Старуха поднялась из-за стола, посмотрела в упор в стеклянные глаза Сипака, задумчиво произнесла:
— Человече ты, человече! Не хочу язык поганить да малого вот почитаю. А то сказала б я тебе. Но что же про тебя скажешь, ведьмин ты последыш!
— Ну-ну! — вскинул руку Сипак. — Я заткну тебе глотку!
— Врешь! Не в твоих силах людское слово остановить! Народу рот не заткнешь, кишка у тебя тонка для этого!
Сипак еле сдерживал в себе жгучую злобу. Неудобно было бить старуху, на улице толпился народ, подгоняемый немцами и полицаями.
Людей собрали около комендатуры.
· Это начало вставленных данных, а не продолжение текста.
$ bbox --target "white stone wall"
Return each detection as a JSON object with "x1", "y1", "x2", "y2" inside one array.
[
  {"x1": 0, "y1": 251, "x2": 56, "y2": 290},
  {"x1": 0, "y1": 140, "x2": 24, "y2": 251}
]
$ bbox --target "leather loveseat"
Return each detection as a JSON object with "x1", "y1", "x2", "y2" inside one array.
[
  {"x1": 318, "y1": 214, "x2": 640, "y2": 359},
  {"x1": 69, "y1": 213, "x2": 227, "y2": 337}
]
Лысый комендант наводил порядок около школы, пискливым голосом отдавал команды солдатам.
Заметив старую Силивониху с мальчиком, которых вели Сипак и два полицая, комендант подскочил к ней, набросился, словно коршун:
— А-а! Ты есть партизан! Ты подожгла хлеб?
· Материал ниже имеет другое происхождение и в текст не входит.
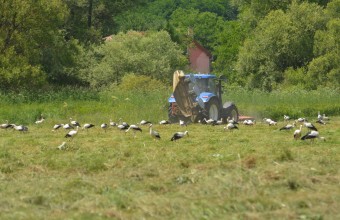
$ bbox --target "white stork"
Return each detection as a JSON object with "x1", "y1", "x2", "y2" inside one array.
[
  {"x1": 294, "y1": 125, "x2": 302, "y2": 140},
  {"x1": 65, "y1": 126, "x2": 79, "y2": 139},
  {"x1": 52, "y1": 124, "x2": 64, "y2": 131},
  {"x1": 83, "y1": 123, "x2": 95, "y2": 130},
  {"x1": 283, "y1": 115, "x2": 290, "y2": 121},
  {"x1": 179, "y1": 120, "x2": 187, "y2": 126},
  {"x1": 13, "y1": 124, "x2": 28, "y2": 132},
  {"x1": 280, "y1": 122, "x2": 295, "y2": 131},
  {"x1": 110, "y1": 119, "x2": 117, "y2": 127},
  {"x1": 125, "y1": 125, "x2": 142, "y2": 137},
  {"x1": 212, "y1": 118, "x2": 223, "y2": 126},
  {"x1": 0, "y1": 120, "x2": 13, "y2": 129},
  {"x1": 227, "y1": 116, "x2": 238, "y2": 125},
  {"x1": 63, "y1": 124, "x2": 74, "y2": 130},
  {"x1": 297, "y1": 118, "x2": 307, "y2": 123},
  {"x1": 243, "y1": 119, "x2": 256, "y2": 125},
  {"x1": 159, "y1": 120, "x2": 171, "y2": 125},
  {"x1": 223, "y1": 122, "x2": 238, "y2": 131},
  {"x1": 57, "y1": 141, "x2": 66, "y2": 150},
  {"x1": 70, "y1": 118, "x2": 80, "y2": 127},
  {"x1": 170, "y1": 131, "x2": 189, "y2": 141},
  {"x1": 149, "y1": 124, "x2": 161, "y2": 139},
  {"x1": 304, "y1": 122, "x2": 318, "y2": 131},
  {"x1": 35, "y1": 118, "x2": 45, "y2": 124},
  {"x1": 100, "y1": 123, "x2": 109, "y2": 132}
]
— Отвяжись ты, рыжая погань!
Комендант ударил ее автоматом в грудь. Старуха повалилась на землю и, разгребая руками пыль, силилась подняться с земли. Перепуганного Васильку, захлебывавшегося от крика, подхватили женщины, зажимали ладонями рот, шептали на ухо:
— Не плачь, не плачь, маленький, а то немцы убьют…
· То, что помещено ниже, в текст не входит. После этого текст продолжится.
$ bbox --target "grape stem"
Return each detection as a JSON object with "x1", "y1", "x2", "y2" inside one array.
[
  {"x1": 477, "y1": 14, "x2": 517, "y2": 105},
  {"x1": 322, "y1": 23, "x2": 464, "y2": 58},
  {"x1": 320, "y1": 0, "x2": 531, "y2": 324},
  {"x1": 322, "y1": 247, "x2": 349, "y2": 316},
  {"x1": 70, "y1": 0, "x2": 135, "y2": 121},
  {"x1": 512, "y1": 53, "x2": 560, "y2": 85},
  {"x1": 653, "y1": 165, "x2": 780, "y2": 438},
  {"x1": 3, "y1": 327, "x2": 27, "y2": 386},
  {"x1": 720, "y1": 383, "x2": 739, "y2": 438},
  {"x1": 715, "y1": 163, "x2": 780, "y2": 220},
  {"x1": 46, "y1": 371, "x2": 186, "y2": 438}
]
Василька судорожно всхлипывал, все говорил сквозь слезы:
— Бабушка моя… бабушка.
Старуха, наконец, поднялась. Сипак подтолкнул ее к толпе. Она молчала. Комендант кричал:
— Я буду каждого бить, кто не скажет мне правды. Я расстреляю всех, если не скажете, кто поджег хлеб. Кто жег, спрашиваю я вас?
Люди, насупившись, молчали.
— Последний раз спрашиваю, кто жег?
Тогда выступил сосед Силивона, старый Михаила, давно уже не слезавший с печи, доживая свой век среди многочисленных внуков. Он уже давным-давно по старости отошел от всяких дел. Немцы и его выгнали на площадь. Опираясь на клюшку, он говорил тихо, обдумывая, подбирая каждое слово:
— Вы напрасно сердитесь, господин офицер! Кто это мог ночью увидеть… заметить, кто это там жег? И кто станет божье добро жечь? Вы спросите тех, кто охранял амбар, этих самых полицаев… Должно быть, раскуривая свои цыгарки, они и подожгли амбар…
— Что ты мелешь там, старый пень! — накинулся на Михаилу Сипак. — Сторож ведь пропал куда-то, его не нашли…
— Вот же я и говорю, что этих полицаев поставили вы себе на службу… А какой с них толк, с этих полицаев, если у них на уме только самогон да куда бы на гулянку податься. А народ и терпи из-за этих разбойников!
— Если ты не бросишь брехать, так я из тебя все кишки вытрясу, — угрожающе придвинулся к старику Сипак. Но не так просто было его унять.
— Кишки мои небольшая для тебя пожива! А насчет брехни, о какой ты говоришь, так должен ты знать, что брешут только собаки да те, что полезли в ихнюю шкуру… Гляди за собой лучше, вот что я тебе скажу.
Неизвестно, чем бы кончилось все это дело и как бы его порешили комендант со старостой, если бы в это время на улице не послышался грохот машин. В деревню явился немецкий отряд во главе с Вейсом и Кохом. Узнав о пожаре, они приехали сюда, чтобы на месте расследовать этот случай.
Не на шутку перепуганный местный комендант робко и путанно докладывал о ночном происшествии. Сипак почувствовал, как стали вдруг тяжелыми ноги, как в мелкой дрожи заходили колени. Он знал, что Вейс не очень его долюбливал, так как на территории, подведомственной Сипаку, очень часто происходили разные неприятные инциденты.
Вейс с бранью набросился на коменданта, назвал его при всех олухом и болваном, который никак не может справиться со своими обязанностями.